Sunday October 8, 2017
Cult with Conversion
In an ancient civilization, a caveman discovered fire. He invented a simple instrument for making fire and learned cooking and melting and other uses for it. As he began to share his new discovery with other cavemen the priests got to hear about it. Being afraid that with this new power they would lose some of their hold over the people, they had the fire-inventing-cave-man murdered. But then they were afraid that the people might rise up against them so they have a big picture of the inventor painted and a big shrine made. There in the shrine they put the picture and the instruments for making fire. Through this cult they killed fire and it was several thousand years before it was discovered again.
In today's Gospel story we read of the owner of the vineyard who sends out his servants to collect from his tenants. But the tenants beat one, killed another and stoned a third. After this pattern was repeated the landowner decided to send his own son, thinking, "They will respect my son." But they dragged him outside the vineyard and killed him. The allegory is clear. The owner is God and the tenants are the people of Israel, the Jews. The servants are the Prophets and the various messengers and were sent to convert Israel. The Son is Jesus who was taken outside the city of Jerusalem and killed. The vineyard was then given to other tenants, the Gentiles or non-Jews.
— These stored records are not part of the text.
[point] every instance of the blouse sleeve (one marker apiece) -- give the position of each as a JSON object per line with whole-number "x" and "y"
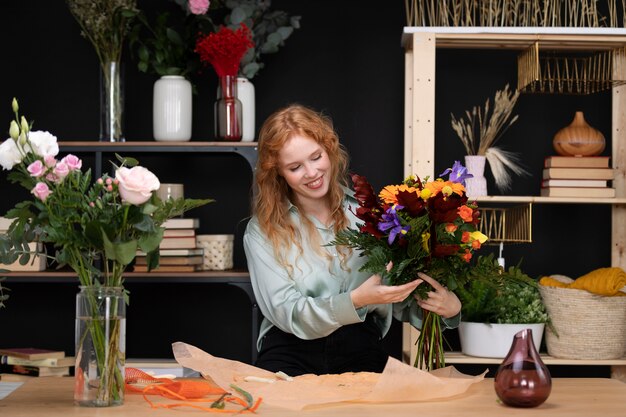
{"x": 282, "y": 302}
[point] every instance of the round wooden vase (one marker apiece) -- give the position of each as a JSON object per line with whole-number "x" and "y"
{"x": 579, "y": 139}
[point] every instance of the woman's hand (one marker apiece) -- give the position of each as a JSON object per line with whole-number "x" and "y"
{"x": 373, "y": 291}
{"x": 441, "y": 301}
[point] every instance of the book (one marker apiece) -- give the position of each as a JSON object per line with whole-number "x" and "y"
{"x": 51, "y": 362}
{"x": 169, "y": 268}
{"x": 579, "y": 173}
{"x": 179, "y": 232}
{"x": 35, "y": 263}
{"x": 176, "y": 252}
{"x": 32, "y": 353}
{"x": 181, "y": 223}
{"x": 577, "y": 192}
{"x": 574, "y": 183}
{"x": 172, "y": 260}
{"x": 576, "y": 161}
{"x": 35, "y": 370}
{"x": 183, "y": 242}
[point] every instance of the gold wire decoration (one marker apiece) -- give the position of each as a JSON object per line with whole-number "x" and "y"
{"x": 521, "y": 13}
{"x": 551, "y": 72}
{"x": 507, "y": 224}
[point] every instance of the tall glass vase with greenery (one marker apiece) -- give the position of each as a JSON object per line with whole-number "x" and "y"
{"x": 95, "y": 228}
{"x": 105, "y": 23}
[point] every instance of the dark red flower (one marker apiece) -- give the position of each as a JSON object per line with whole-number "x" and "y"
{"x": 443, "y": 209}
{"x": 224, "y": 49}
{"x": 412, "y": 203}
{"x": 364, "y": 192}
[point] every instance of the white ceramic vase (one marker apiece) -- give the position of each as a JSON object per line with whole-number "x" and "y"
{"x": 477, "y": 185}
{"x": 492, "y": 340}
{"x": 245, "y": 94}
{"x": 171, "y": 109}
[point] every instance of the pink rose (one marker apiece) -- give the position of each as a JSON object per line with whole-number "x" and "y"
{"x": 199, "y": 6}
{"x": 61, "y": 170}
{"x": 73, "y": 162}
{"x": 136, "y": 184}
{"x": 41, "y": 191}
{"x": 36, "y": 169}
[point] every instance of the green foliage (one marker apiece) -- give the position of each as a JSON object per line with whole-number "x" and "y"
{"x": 165, "y": 45}
{"x": 493, "y": 295}
{"x": 270, "y": 30}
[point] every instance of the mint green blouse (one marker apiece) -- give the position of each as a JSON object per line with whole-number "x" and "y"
{"x": 315, "y": 300}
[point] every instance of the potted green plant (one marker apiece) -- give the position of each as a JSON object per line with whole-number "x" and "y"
{"x": 498, "y": 303}
{"x": 164, "y": 46}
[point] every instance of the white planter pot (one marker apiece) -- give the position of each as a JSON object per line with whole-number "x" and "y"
{"x": 490, "y": 340}
{"x": 245, "y": 94}
{"x": 171, "y": 109}
{"x": 477, "y": 185}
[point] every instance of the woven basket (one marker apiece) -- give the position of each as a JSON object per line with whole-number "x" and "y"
{"x": 589, "y": 326}
{"x": 218, "y": 251}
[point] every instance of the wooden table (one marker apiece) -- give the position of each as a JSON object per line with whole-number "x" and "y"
{"x": 570, "y": 397}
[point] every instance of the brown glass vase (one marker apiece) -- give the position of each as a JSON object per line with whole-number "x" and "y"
{"x": 579, "y": 139}
{"x": 228, "y": 111}
{"x": 523, "y": 380}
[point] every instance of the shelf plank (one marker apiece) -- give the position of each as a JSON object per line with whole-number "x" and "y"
{"x": 217, "y": 277}
{"x": 547, "y": 200}
{"x": 460, "y": 358}
{"x": 516, "y": 38}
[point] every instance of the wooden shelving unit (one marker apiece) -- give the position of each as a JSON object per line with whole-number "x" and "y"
{"x": 421, "y": 44}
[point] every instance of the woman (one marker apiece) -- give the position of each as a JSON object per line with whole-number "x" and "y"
{"x": 321, "y": 314}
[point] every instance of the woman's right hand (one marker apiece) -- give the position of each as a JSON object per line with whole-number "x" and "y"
{"x": 373, "y": 291}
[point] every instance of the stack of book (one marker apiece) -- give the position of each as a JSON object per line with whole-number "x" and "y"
{"x": 35, "y": 263}
{"x": 35, "y": 362}
{"x": 178, "y": 250}
{"x": 577, "y": 176}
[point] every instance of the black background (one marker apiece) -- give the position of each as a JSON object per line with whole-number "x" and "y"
{"x": 347, "y": 61}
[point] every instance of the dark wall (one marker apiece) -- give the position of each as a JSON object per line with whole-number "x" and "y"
{"x": 345, "y": 60}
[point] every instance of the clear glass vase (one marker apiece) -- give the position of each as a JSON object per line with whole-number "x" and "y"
{"x": 100, "y": 346}
{"x": 228, "y": 111}
{"x": 111, "y": 102}
{"x": 523, "y": 380}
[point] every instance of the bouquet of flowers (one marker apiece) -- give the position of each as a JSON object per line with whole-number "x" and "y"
{"x": 95, "y": 228}
{"x": 420, "y": 226}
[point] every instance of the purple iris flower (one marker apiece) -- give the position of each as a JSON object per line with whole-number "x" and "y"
{"x": 458, "y": 173}
{"x": 392, "y": 223}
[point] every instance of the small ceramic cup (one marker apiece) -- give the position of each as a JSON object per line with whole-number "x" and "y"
{"x": 173, "y": 191}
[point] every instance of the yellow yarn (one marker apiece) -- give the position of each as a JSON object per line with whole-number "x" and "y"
{"x": 602, "y": 281}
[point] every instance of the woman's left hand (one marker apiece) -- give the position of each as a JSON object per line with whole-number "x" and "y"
{"x": 441, "y": 301}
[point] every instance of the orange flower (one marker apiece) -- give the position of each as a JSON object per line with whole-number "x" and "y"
{"x": 451, "y": 228}
{"x": 439, "y": 185}
{"x": 389, "y": 194}
{"x": 466, "y": 214}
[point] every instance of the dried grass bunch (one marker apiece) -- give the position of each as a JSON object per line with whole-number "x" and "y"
{"x": 482, "y": 128}
{"x": 520, "y": 13}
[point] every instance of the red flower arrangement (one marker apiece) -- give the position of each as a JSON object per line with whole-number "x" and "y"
{"x": 421, "y": 226}
{"x": 224, "y": 49}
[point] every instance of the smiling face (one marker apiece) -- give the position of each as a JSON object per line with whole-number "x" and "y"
{"x": 305, "y": 166}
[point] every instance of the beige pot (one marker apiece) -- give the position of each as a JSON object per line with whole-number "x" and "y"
{"x": 579, "y": 139}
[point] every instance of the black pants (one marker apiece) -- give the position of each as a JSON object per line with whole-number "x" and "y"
{"x": 353, "y": 348}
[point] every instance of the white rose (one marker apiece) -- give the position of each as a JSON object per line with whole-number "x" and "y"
{"x": 136, "y": 184}
{"x": 43, "y": 143}
{"x": 9, "y": 154}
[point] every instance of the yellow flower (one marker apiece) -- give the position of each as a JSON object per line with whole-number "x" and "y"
{"x": 478, "y": 236}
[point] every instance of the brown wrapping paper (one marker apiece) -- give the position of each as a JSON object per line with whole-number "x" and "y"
{"x": 397, "y": 383}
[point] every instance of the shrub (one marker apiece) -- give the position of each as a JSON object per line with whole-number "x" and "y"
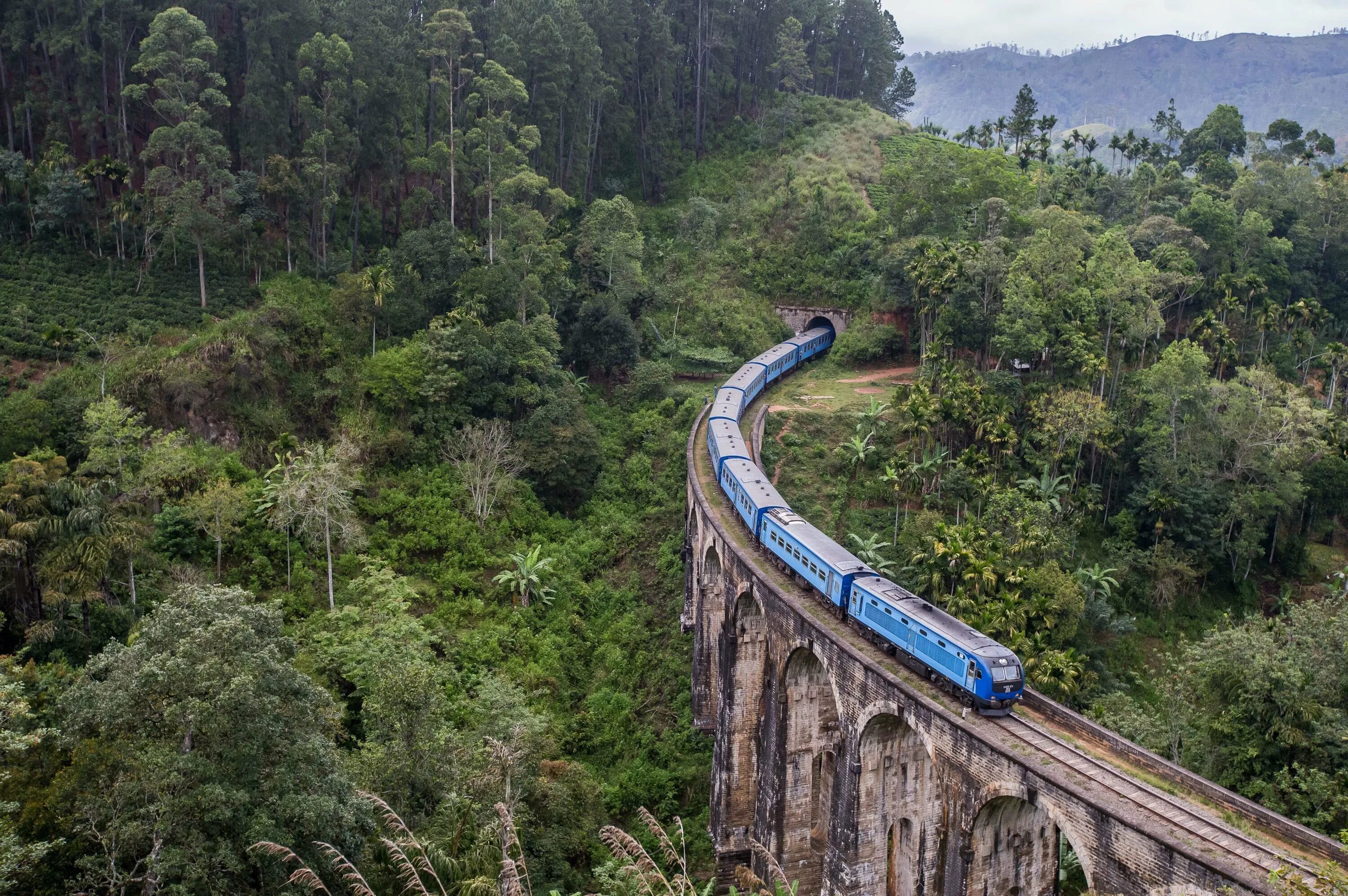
{"x": 869, "y": 342}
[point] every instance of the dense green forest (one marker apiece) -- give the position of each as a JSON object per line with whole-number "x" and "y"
{"x": 350, "y": 355}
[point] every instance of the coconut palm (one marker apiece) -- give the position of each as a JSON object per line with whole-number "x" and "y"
{"x": 1335, "y": 358}
{"x": 1098, "y": 581}
{"x": 526, "y": 580}
{"x": 896, "y": 476}
{"x": 378, "y": 282}
{"x": 869, "y": 550}
{"x": 1046, "y": 488}
{"x": 873, "y": 414}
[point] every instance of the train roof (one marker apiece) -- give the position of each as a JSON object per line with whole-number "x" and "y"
{"x": 743, "y": 378}
{"x": 821, "y": 545}
{"x": 755, "y": 483}
{"x": 935, "y": 617}
{"x": 728, "y": 439}
{"x": 809, "y": 335}
{"x": 780, "y": 351}
{"x": 730, "y": 404}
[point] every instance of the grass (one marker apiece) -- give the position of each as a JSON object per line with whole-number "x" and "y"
{"x": 49, "y": 285}
{"x": 817, "y": 413}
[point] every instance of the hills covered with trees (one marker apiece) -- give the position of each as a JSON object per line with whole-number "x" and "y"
{"x": 1123, "y": 84}
{"x": 401, "y": 510}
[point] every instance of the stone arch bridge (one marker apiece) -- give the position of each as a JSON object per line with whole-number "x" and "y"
{"x": 859, "y": 779}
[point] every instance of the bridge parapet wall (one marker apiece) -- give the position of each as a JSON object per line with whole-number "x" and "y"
{"x": 862, "y": 782}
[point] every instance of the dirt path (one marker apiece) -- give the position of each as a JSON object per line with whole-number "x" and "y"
{"x": 777, "y": 469}
{"x": 881, "y": 375}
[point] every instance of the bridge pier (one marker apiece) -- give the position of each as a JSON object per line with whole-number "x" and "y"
{"x": 859, "y": 781}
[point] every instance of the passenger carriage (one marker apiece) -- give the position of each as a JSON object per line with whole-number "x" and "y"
{"x": 971, "y": 665}
{"x": 811, "y": 554}
{"x": 749, "y": 489}
{"x": 726, "y": 443}
{"x": 777, "y": 362}
{"x": 728, "y": 406}
{"x": 750, "y": 381}
{"x": 984, "y": 673}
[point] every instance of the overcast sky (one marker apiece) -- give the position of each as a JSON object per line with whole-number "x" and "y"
{"x": 1060, "y": 25}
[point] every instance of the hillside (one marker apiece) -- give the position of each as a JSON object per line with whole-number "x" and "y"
{"x": 1268, "y": 77}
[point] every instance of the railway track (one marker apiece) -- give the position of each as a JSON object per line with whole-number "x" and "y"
{"x": 1176, "y": 814}
{"x": 1184, "y": 820}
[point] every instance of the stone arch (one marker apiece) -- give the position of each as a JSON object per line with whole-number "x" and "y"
{"x": 1075, "y": 840}
{"x": 711, "y": 568}
{"x": 890, "y": 708}
{"x": 711, "y": 615}
{"x": 811, "y": 724}
{"x": 801, "y": 319}
{"x": 1013, "y": 848}
{"x": 831, "y": 321}
{"x": 747, "y": 663}
{"x": 898, "y": 809}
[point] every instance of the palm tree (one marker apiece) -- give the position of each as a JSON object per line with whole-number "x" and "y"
{"x": 1059, "y": 673}
{"x": 278, "y": 500}
{"x": 526, "y": 580}
{"x": 324, "y": 481}
{"x": 897, "y": 477}
{"x": 931, "y": 464}
{"x": 874, "y": 413}
{"x": 1335, "y": 355}
{"x": 982, "y": 576}
{"x": 378, "y": 282}
{"x": 1098, "y": 581}
{"x": 1046, "y": 488}
{"x": 869, "y": 550}
{"x": 88, "y": 531}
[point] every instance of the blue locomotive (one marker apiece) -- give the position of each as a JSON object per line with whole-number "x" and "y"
{"x": 978, "y": 669}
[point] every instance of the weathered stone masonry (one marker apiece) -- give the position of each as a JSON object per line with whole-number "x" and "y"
{"x": 859, "y": 783}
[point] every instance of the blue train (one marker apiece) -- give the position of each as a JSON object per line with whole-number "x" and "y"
{"x": 980, "y": 671}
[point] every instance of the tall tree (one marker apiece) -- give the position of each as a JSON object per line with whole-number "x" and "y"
{"x": 325, "y": 75}
{"x": 793, "y": 65}
{"x": 324, "y": 481}
{"x": 1022, "y": 115}
{"x": 192, "y": 184}
{"x": 193, "y": 740}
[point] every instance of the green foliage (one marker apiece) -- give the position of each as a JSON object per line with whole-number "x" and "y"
{"x": 867, "y": 342}
{"x": 45, "y": 286}
{"x": 197, "y": 740}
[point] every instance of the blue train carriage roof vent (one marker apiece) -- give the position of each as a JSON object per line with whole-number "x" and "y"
{"x": 726, "y": 443}
{"x": 813, "y": 342}
{"x": 728, "y": 406}
{"x": 777, "y": 360}
{"x": 758, "y": 495}
{"x": 749, "y": 381}
{"x": 834, "y": 558}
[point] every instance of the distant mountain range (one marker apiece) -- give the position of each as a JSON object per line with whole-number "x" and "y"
{"x": 1125, "y": 85}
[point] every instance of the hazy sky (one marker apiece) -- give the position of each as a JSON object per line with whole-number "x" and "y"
{"x": 1060, "y": 25}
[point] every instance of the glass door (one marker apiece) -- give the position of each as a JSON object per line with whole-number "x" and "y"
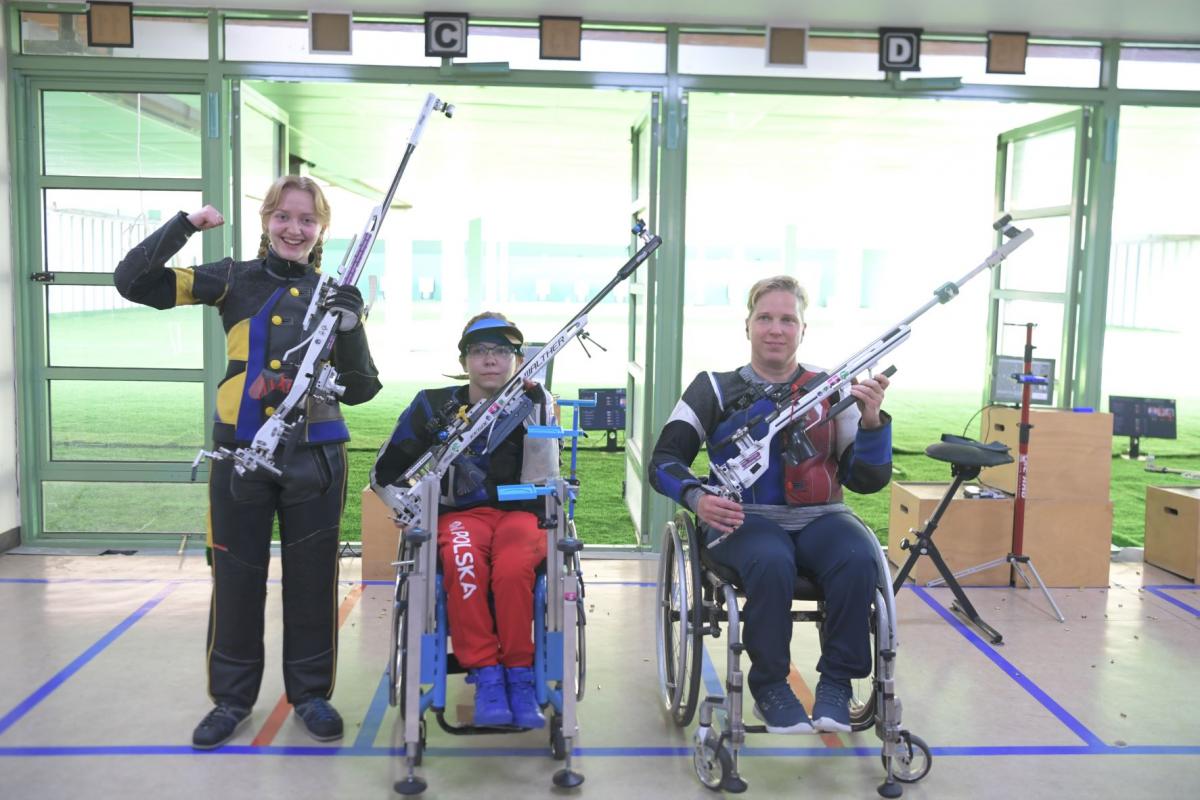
{"x": 114, "y": 395}
{"x": 639, "y": 438}
{"x": 1041, "y": 176}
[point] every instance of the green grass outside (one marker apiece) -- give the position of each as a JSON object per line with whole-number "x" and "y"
{"x": 161, "y": 422}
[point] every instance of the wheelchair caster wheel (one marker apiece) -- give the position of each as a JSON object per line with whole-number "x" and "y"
{"x": 409, "y": 786}
{"x": 714, "y": 764}
{"x": 568, "y": 779}
{"x": 912, "y": 759}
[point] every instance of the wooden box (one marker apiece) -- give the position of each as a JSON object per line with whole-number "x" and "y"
{"x": 1173, "y": 529}
{"x": 969, "y": 534}
{"x": 381, "y": 539}
{"x": 1069, "y": 541}
{"x": 1071, "y": 455}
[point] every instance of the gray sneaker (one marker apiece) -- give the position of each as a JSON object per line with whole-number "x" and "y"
{"x": 777, "y": 705}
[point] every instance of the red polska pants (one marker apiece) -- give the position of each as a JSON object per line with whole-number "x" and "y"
{"x": 486, "y": 549}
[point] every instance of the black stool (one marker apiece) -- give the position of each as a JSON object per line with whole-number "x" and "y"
{"x": 966, "y": 458}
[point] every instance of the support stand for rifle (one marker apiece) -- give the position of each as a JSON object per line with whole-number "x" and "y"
{"x": 1017, "y": 559}
{"x": 966, "y": 457}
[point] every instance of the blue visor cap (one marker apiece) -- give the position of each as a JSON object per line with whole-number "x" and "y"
{"x": 491, "y": 330}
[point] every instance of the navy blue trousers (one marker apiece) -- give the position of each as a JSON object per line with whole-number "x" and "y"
{"x": 838, "y": 552}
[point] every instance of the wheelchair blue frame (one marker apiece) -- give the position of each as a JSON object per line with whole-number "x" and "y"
{"x": 559, "y": 650}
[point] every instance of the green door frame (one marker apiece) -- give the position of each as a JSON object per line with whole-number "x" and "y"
{"x": 1075, "y": 211}
{"x": 216, "y": 74}
{"x": 35, "y": 462}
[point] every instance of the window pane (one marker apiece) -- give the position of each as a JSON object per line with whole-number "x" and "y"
{"x": 815, "y": 181}
{"x": 1041, "y": 170}
{"x": 94, "y": 326}
{"x": 125, "y": 420}
{"x": 261, "y": 139}
{"x": 121, "y": 134}
{"x": 154, "y": 37}
{"x": 90, "y": 230}
{"x": 1045, "y": 65}
{"x": 1041, "y": 263}
{"x": 93, "y": 507}
{"x": 1159, "y": 67}
{"x": 1155, "y": 268}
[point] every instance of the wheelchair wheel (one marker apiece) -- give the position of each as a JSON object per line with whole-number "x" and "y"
{"x": 712, "y": 759}
{"x": 912, "y": 759}
{"x": 679, "y": 621}
{"x": 862, "y": 704}
{"x": 397, "y": 659}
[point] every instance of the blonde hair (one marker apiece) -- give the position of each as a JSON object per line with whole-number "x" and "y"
{"x": 275, "y": 194}
{"x": 777, "y": 283}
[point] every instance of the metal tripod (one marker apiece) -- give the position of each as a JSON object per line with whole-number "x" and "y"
{"x": 1017, "y": 559}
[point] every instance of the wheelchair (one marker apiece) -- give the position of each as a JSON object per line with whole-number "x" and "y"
{"x": 420, "y": 660}
{"x": 695, "y": 597}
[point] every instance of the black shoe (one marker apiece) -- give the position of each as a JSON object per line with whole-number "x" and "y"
{"x": 219, "y": 726}
{"x": 319, "y": 719}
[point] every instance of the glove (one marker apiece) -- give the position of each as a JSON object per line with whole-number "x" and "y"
{"x": 347, "y": 302}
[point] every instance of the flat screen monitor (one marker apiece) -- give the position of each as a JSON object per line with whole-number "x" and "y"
{"x": 1007, "y": 389}
{"x": 1141, "y": 416}
{"x": 609, "y": 413}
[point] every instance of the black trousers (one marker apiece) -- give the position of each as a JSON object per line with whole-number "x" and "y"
{"x": 837, "y": 551}
{"x": 309, "y": 501}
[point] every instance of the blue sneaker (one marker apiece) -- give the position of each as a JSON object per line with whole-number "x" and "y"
{"x": 491, "y": 702}
{"x": 831, "y": 710}
{"x": 319, "y": 719}
{"x": 522, "y": 699}
{"x": 777, "y": 705}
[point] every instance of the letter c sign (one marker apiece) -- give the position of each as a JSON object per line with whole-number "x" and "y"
{"x": 445, "y": 35}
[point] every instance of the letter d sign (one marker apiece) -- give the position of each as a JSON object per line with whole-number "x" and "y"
{"x": 445, "y": 35}
{"x": 900, "y": 49}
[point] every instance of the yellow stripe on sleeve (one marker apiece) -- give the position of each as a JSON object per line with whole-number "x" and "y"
{"x": 184, "y": 281}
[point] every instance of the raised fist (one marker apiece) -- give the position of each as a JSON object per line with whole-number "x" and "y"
{"x": 205, "y": 218}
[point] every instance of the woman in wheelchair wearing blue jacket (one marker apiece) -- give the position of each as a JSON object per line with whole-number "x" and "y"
{"x": 792, "y": 518}
{"x": 485, "y": 547}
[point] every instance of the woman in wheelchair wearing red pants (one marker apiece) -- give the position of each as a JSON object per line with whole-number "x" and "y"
{"x": 485, "y": 547}
{"x": 792, "y": 518}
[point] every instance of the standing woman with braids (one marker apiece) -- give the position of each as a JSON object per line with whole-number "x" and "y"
{"x": 262, "y": 305}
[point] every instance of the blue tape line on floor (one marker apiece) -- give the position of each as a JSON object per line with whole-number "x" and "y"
{"x": 1158, "y": 591}
{"x": 46, "y": 689}
{"x": 1048, "y": 702}
{"x": 589, "y": 752}
{"x": 375, "y": 715}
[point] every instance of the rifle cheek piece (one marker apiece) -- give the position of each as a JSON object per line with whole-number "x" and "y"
{"x": 947, "y": 292}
The Savior is still being taken outside the city and being killed today and one of the ways that this happens is through cult and ritual. Cult and ritual play a very important part in our lives: 1) Cult and ritual help us to express the inexpressible. Almost every people known to anthropologists have used ritual to express their awareness of and their effort to relate to transcendence - the something or someone beyond. 2) Rituals underline that something is beyond the ordinary and needs to have some fuss made about it. Examples would be; the installation of a president; graduation at the end of studies; entrance into the Christian community at Baptism. 3) Ritual gives us something appropriate and relieving to do in times of stress. This is the value of the funeral ritual. 4) Ritual signals transition. Having done the appropriate thing we can now move on to the next stage.
While rituals can be very helpful in dealing with difficult or intangible parts of reality they can also be destructive. They can become an escape from facing or coping with reality. Rituals can become an escape from conversion to the Lord and to act according to God's plan. This phenomenon has been condemned in the Old and in the New Testament. The Prophets of the Old Testament ranted against those who offered sacrifice and failed to care for the widow and the orphan. In the judgment scene, in Matthew 25, answering the cry of the needy, and not worship or sacrifice, are the criteria for admission into heavenly glory. We can very easily use symbols, cult, or rituals to put God on a pedestal - up there, out of our way. Through reverence we can take him out of the city and kill him. It can often be done by a sincere reverence.
A few years ago I began having Sunday Mass in the poorest area of the parish so as to make it easy for the poor to come. However, it is not the poor but the middle class of the area who come to the Mass. The poor do not come because they have no special clothes into which to change. The practice of changing to go to church - which is good in itself as it is a sign of great reverence for God - became a reason for not coming al all! This kind of reverence has put people outside the walls of worship.
It has been traditional for communities in the Philippines to have barrio (village) chapels. They are a symbol of God at the center of the community uniting all. But do they? Sometimes they multiply because different groups cannot agree or want to be independent. It has been said that the existence of many church buildings is a sign that people believe in God but it may also be a sign that they do not love their neighbors and therefore a sign that they do not love God.
This issue is becoming very obvious in the contemporary Philippine scene. The preferred way of being Church today is according to the Basic Ecclesial Community model. This has been especially endorsed by the 1991 Second Plenary Council of the Philippines. The important shift that this indicates is that God is no longer sought only in the institution but now is primarily sought amongst the people in the small local communities. This shift in theology brings up the practical question then: Would it be more practical and even more religious to have a multipurpose community center where religious services can also take place rather than just have a barrio chapel, which is often a shelter for pigs and goats in the time between the celebrations of feasts? In this way the secular is made sacred, and the presence of God in all activities of the community is acknowledged.
I think it is true to say that through reverence and ritual we have conveniently taken Christ outside the secular city to crucify him. Today we are called to acknowledge his presence in all things and in all places. This development must begin with our personal prayer lives. As the Constitution on the Sacred liturgy of Vatican II said: "The spiritual life is not limited solely to participation in the liturgy. The Christian is indeed called to pray with others, but he must also enter into his bedroom and pray to his Father in secret; furthermore, according to the apostle, he must pray without ceasing (#12)." It is from being present in prayer at our own centers that we learn to be present in liturgy and worship.
Recently I was instructing an adult who wished to be baptized a Catholic. She had been attending Mass for some time, and I asked her how she felt about the experience. "It is very good when I feel that the priest is in it," she said, "but I often feel that he is not there."
Christian meditation is a way of prayer that will bring us "to being there" when we are with the community listening to the scriptures, in hearing them as they struggle to meet the problems of their lives, and in worship. These will become ways of meeting Christ and being converted by him rather than being ways of taking him outside the walls and crucifying him.